A medianoche del 9 de marzo de 1687 se oyó en la religiosa Santa Fe de Bogotá un ruido espantoso que duró media hora. Los habitantes de lo que era una fría aldea saltaron de sus camas con gorro de noche y pantuflas, a correr.
Correr para todos lados. Hedía a azufre, el diablo podía salir de cualquier agujero. En la Catedral, en San Agustín, en San Francisco, en La Capuchina se refugió el tropel mientras los curas sermoneaban y pedían que los asustados parroquianos se arrepintieran. Se recuerda como “época del ruido”. Nunca se supo la causa del espantoso estruendo, pero el recaudo de diezmos y primicias se debió multiplicar. Lo mismo sucedería en 1812 cuando se derrumbó Caracas y los frailes salieron a gritar: Arrepentíos, Dios os castiga por levantaros contra el Rey. El miedo y el terror han sido siempre arma de sometimiento. Han servido también para crear ambientes de subordinación como, quizá sin proponérselo, lo hizo Orson Welles cuando por la radio montó una obra en vivo sobre la invasión de marcianos a Nueva York. La gente despavorida corría por calles, avenidas y se refugiaba en el subway, llamaba a la Policía y clamaba por la intervención de los marines. Fue en octubre del 38, un año antes de estallar la Segunda Guerra Mundial, de la que saldrían vencedores también los Estados Unidos.
No ha sido para menos la violencia que hemos vivido desde siempre. Las cabezas que cortaban los españoles y exponían en las entradas de los pueblos obligaban a la obediencia, al silencio, al acatamiento. Los miles de muertos de la batalla de Palonegro, que se suspendió por el hedor y porque ningún combatiente podía alzar un machete, dejaron una huella viva y sangrante. La Iglesia, para perpetuar el miedo a los enemigos de la fe —el liberalismo—, mandó construir catedrales por todas partes, la más famosa —el Voto Nacional— en el mismo lugar donde existía el paredón de fusilamientos. Para crear el terror, los chulavitas, durante la época de la Violencia, usaron las formas más brutales de mutilación de cuerpos y de exposición pública de sus partes. Los paramilitares heredaron las horrendas prácticas con idéntico objetivo. El terror paraliza, divide, amordaza. Los gobiernos han sido hábiles en crearlo, fomentarlo, aprovecharlo y no pocas veces en señalar a la oposición de hacer lo que ellos, los gobiernos, ordenan o permiten. Al caso de la UP no se le puede echar tierra. Más de la que se les echó a los cadáveres que las “fuerzas oscuras” dejaban tirados. El país no puede olvidar que cinco días antes del asesinato de Bernardo Jaramillo, candidato a la Presidencia por la UP, Carlos Lemos, ministro de Gobierno de Barco, acusó a este movimiento de ser el brazo político de las Farc. El ministro actual del Interior sugiere que Robledo está detrás de las movilizaciones violentas de campesinos y mineros. Una semana después, los Rastrojos amenazan de muerte a defensores de derechos humanos y a dirigentes del Polo.

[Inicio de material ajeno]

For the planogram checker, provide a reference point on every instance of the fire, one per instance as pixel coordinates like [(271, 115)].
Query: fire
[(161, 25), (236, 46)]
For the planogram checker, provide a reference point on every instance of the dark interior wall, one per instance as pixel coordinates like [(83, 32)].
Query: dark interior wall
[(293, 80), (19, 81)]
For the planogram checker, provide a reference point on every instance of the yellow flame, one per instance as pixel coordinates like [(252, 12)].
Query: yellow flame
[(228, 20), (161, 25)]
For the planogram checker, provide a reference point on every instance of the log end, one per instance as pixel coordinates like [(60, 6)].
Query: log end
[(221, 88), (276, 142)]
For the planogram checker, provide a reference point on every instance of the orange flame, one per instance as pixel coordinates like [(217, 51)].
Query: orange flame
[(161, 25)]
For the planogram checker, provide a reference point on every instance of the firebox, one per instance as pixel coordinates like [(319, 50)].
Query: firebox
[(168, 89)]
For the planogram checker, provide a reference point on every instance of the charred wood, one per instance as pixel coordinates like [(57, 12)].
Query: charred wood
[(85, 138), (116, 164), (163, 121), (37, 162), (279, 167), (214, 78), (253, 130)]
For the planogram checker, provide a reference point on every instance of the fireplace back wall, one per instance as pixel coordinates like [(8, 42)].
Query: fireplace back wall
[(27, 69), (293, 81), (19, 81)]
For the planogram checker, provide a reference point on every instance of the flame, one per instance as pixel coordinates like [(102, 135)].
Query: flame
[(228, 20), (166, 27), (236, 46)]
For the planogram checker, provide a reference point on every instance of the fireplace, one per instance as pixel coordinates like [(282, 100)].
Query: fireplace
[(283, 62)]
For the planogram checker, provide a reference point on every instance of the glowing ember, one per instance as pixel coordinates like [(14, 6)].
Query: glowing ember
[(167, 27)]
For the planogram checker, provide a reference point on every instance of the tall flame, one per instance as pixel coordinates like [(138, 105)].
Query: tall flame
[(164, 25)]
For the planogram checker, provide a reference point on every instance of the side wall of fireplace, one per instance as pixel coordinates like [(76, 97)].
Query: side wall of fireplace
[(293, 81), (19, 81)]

La fuerza pública ha especializado cuerpos de oficiales en publicidad y propaganda bélica como parte de lo que considera guerra sicológica. El mecanismo es simple: elaborar tendenciosamente toda información sobre orden público para dividir el país entre buenos y malos y justificar automáticamente todo exceso como blanco legítimo. Unos tacos de dinamita “encontrados” en Usme son presentados como bombas para atentar contra el ministro de Defensa. La impronta queda. Hoy abundan técnicas sofisticadísimas para crear pánico, zozobra, amenazas permanentes, atentados inminentes, terror gaseoso, y arrinconar a la ciudadanía para someterla y usarla. El uribismo, que conoce muy bien esas estrategias de intimidación y gobierno, hace cuanto está a su alcance para fomentar el apocalipsis. Santos se ha pillado el peligro: prestarles los micrófonos informativos a los coroneles y dejar que su primo ponga vallas puede salirle muy caro. Por eso ahora —quizá ya tarde— llama a no dejarse contagiar por el miedo, cuando durante los tres años no ha hecho más que jugar con el frankenstein.